Para esa fecha, Villanueva recuerda que el tema de la diáspora se hacía cada vez más latente. Muchos de los compañeros con quienes había empezado la carrera migraban debido a las dificultades. Y con sus ahorros en criptomonedas, la venezolana por primera vez empezaba a considerar la posibilidad de irse a otro país. 

Perdí mis ahorros, pero migré

Durante la entrevista, la traductora freelancer también habló sobre los temores relacionados con mantener sus finanzas en activos digitales. Una de las grandes ventajas de la autonomía que brindan las criptomonedas, es también una gran responsabilidad.

Similar a la experiencia de muchos usuarios nuevos del ecosistema, Villanueva temía perder sus llaves privadas. “También conocía los riesgos de intercambiar en plataformas P2P, así que seguía los consejos: guardar mi clave privada en papel, intercambiar sólo con usuarios con buena reputación“. Pero, además, estaba el problema de la volatilidad.

Para 2018, la enorme ganancia histórica que habían acumulado los principales activos como Bitcoin y Ether, descendía rápidamente. Y ese momento coincidió con la partida de Villanueva de su país natal, quien migró a Chile haciendo uso de una porción de sus ahorros en criptomonedas que había cambiado por dólares en efectivo.

No obstante, debido a la caída de Ethereum -su principal fuente de ingreso- de USD $1.400 a menos de $100 para finales de 2018, sus ahorros se vieron comprometidos. Por fortuna, para la venezolana, la residencia en un nuevo país le brindaría otras oportunidades económicas.

Lo poco que tenía en cripto se volvió prácticamente sal y agua. Eso me desilusionó mucho, en especial porque era todo lo que había ahorrado. Sin embargo, para ese punto yo ya había leído mucho sobre las criptomonedas y sabía que era una posibilidad.

Aún creo en Bitcoin

Villanueva relató a DiarioBitcoin que aún continúa traduciendo para la compañía online, por lo que una parte de su ingreso mensual se expresa en activos digitales. Al respecto, señaló que, a pesar de la “desilusión“, con el pasar de los años se ha convencido aún más del potencial las criptomonedas y la tecnología Blockchain.

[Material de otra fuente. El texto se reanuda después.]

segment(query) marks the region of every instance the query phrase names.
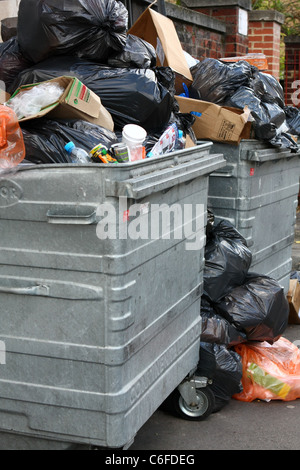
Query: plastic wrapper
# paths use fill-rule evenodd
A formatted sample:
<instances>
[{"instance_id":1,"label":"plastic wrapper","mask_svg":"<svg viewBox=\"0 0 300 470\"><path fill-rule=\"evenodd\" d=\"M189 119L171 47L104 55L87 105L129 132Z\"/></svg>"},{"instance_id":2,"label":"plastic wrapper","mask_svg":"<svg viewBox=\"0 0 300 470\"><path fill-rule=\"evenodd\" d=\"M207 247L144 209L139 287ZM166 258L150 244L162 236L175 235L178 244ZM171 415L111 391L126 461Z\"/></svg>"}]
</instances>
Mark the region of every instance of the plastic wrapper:
<instances>
[{"instance_id":1,"label":"plastic wrapper","mask_svg":"<svg viewBox=\"0 0 300 470\"><path fill-rule=\"evenodd\" d=\"M21 123L26 159L36 164L71 163L65 145L72 141L87 152L99 143L110 147L114 132L82 120L33 119Z\"/></svg>"},{"instance_id":2,"label":"plastic wrapper","mask_svg":"<svg viewBox=\"0 0 300 470\"><path fill-rule=\"evenodd\" d=\"M284 112L289 132L300 136L300 109L294 106L285 106Z\"/></svg>"},{"instance_id":3,"label":"plastic wrapper","mask_svg":"<svg viewBox=\"0 0 300 470\"><path fill-rule=\"evenodd\" d=\"M244 60L224 64L216 59L204 59L190 70L193 76L193 83L189 87L190 98L219 105L240 86L249 86L252 76L252 66Z\"/></svg>"},{"instance_id":4,"label":"plastic wrapper","mask_svg":"<svg viewBox=\"0 0 300 470\"><path fill-rule=\"evenodd\" d=\"M204 298L201 299L201 320L201 341L205 343L223 344L231 348L247 341L246 334L218 315Z\"/></svg>"},{"instance_id":5,"label":"plastic wrapper","mask_svg":"<svg viewBox=\"0 0 300 470\"><path fill-rule=\"evenodd\" d=\"M300 398L300 350L284 337L274 344L245 343L235 346L243 365L243 390L234 394L240 401Z\"/></svg>"},{"instance_id":6,"label":"plastic wrapper","mask_svg":"<svg viewBox=\"0 0 300 470\"><path fill-rule=\"evenodd\" d=\"M252 253L242 235L221 220L210 231L205 246L203 295L218 302L234 287L243 284L252 262Z\"/></svg>"},{"instance_id":7,"label":"plastic wrapper","mask_svg":"<svg viewBox=\"0 0 300 470\"><path fill-rule=\"evenodd\" d=\"M162 133L156 144L151 148L148 157L158 157L165 153L173 152L178 140L178 128L176 124L171 124Z\"/></svg>"},{"instance_id":8,"label":"plastic wrapper","mask_svg":"<svg viewBox=\"0 0 300 470\"><path fill-rule=\"evenodd\" d=\"M128 34L123 51L108 58L107 63L111 67L148 69L156 65L156 52L149 42Z\"/></svg>"},{"instance_id":9,"label":"plastic wrapper","mask_svg":"<svg viewBox=\"0 0 300 470\"><path fill-rule=\"evenodd\" d=\"M242 362L240 356L224 345L200 343L200 358L196 374L212 380L216 406L219 411L234 394L242 391Z\"/></svg>"},{"instance_id":10,"label":"plastic wrapper","mask_svg":"<svg viewBox=\"0 0 300 470\"><path fill-rule=\"evenodd\" d=\"M30 90L21 91L6 105L13 109L18 119L27 118L56 103L64 91L65 89L58 83L41 83Z\"/></svg>"},{"instance_id":11,"label":"plastic wrapper","mask_svg":"<svg viewBox=\"0 0 300 470\"><path fill-rule=\"evenodd\" d=\"M243 285L232 289L214 307L245 332L248 341L272 344L288 325L289 304L284 289L275 279L256 273L248 273Z\"/></svg>"},{"instance_id":12,"label":"plastic wrapper","mask_svg":"<svg viewBox=\"0 0 300 470\"><path fill-rule=\"evenodd\" d=\"M52 55L99 62L126 44L128 11L116 0L21 0L18 40L38 63Z\"/></svg>"},{"instance_id":13,"label":"plastic wrapper","mask_svg":"<svg viewBox=\"0 0 300 470\"><path fill-rule=\"evenodd\" d=\"M32 65L20 51L16 37L0 44L0 80L5 83L6 91L12 94L16 76Z\"/></svg>"},{"instance_id":14,"label":"plastic wrapper","mask_svg":"<svg viewBox=\"0 0 300 470\"><path fill-rule=\"evenodd\" d=\"M147 133L155 133L166 127L175 103L173 82L166 78L166 74L173 77L174 72L169 67L166 69L162 74L160 68L114 68L74 57L52 57L22 72L14 85L17 89L62 75L76 77L101 98L112 115L116 131L126 124L136 124ZM164 86L167 83L170 89Z\"/></svg>"}]
</instances>

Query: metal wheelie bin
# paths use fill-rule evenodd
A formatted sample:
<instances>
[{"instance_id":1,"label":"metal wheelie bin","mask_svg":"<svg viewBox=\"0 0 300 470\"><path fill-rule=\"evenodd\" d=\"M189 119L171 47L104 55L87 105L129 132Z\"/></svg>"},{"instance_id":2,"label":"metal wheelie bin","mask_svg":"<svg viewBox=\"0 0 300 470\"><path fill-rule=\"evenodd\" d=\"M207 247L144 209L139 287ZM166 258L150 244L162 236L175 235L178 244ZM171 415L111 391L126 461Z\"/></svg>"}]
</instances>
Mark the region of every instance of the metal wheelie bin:
<instances>
[{"instance_id":1,"label":"metal wheelie bin","mask_svg":"<svg viewBox=\"0 0 300 470\"><path fill-rule=\"evenodd\" d=\"M126 449L187 388L208 177L226 163L211 145L2 175L1 448Z\"/></svg>"},{"instance_id":2,"label":"metal wheelie bin","mask_svg":"<svg viewBox=\"0 0 300 470\"><path fill-rule=\"evenodd\" d=\"M214 142L226 166L209 177L208 208L247 240L251 271L289 289L298 205L300 153L255 139L239 145Z\"/></svg>"}]
</instances>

Con el tiempo, he aprendido a administrar mejor mis fondos. Actualmente guardo gran parte de mis ahorros en cripto, cerca del 60% en BTC, 30% en stablecoin y el resto en ETH y BCH. Me sigue dando miedo, pero ahora lo veo como una inversión a largo plazo. Y no pierdo de vista que puedo perder nuevamente parte importante de mis ahorros.

Asimismo, la freelancer reveló al medio que desde que gana en criptomonedas ha guardado sus fondos en una billetera en particular.  Si bien existen muchas y buenas alternativas, señaló que para ella la que usa es muy fácil de usar, es segura y además permite intercambiar internamente entre más de 100 tokens, entre ellos, múltiples stablecoins.

Desde su experiencia, la joven también explicó que no ha podido encontrar tantos lugares como quisiera donde pagar por productos y servicios directamente con criptos. Es por esto que ella considera estas monedas principalmente como una buena alternativa de ahorro e inversión a largo plazo.

Remesas a Venezuela sin tantos problemas

Además, concluyó que a su parecer una de las “genialidades” de esta tecnología es poder enviar y recibir dinero sin importar las barreras geográficas. A diferencia de los canales tradicionales de envío de remesas, transferir criptomonedas de un país a otro es rápido, no cobra altas comisiones, no hay tasas de cambio, ni control por parte de instituciones bancarias o gubernamentales.

En muchos países de América Latina, los venezolanos optan por servicios de remesas informales, a los que acceden a través de redes sociales para enviar dinero en bolívares a Venezuela. Una de las limitaciones de muchos de estos servicios es que ofrecen soporte para un número limitado de bancos. Si su familiar en Venezuela no tiene cuenta en ese banco, la transacción puede tardar hasta tres días en efectuarse, o no ser una opción en absoluto. Adicionalmente, este tipo de servicios implican el riesgo de caer en estafas.

Eludiendo estos inconvenientes, Villanueva explicó que envía directamente los activos digitales a la dirección de billetera digital de su mamá en Venezuela.

Ha sido una ventaja tremenda a la hora de enviarle dinero a mi familia. Mi mamá está familiarizada con Bitcoin y ahora incluso también guarda parte de sus ahorros en esa criptomoneda.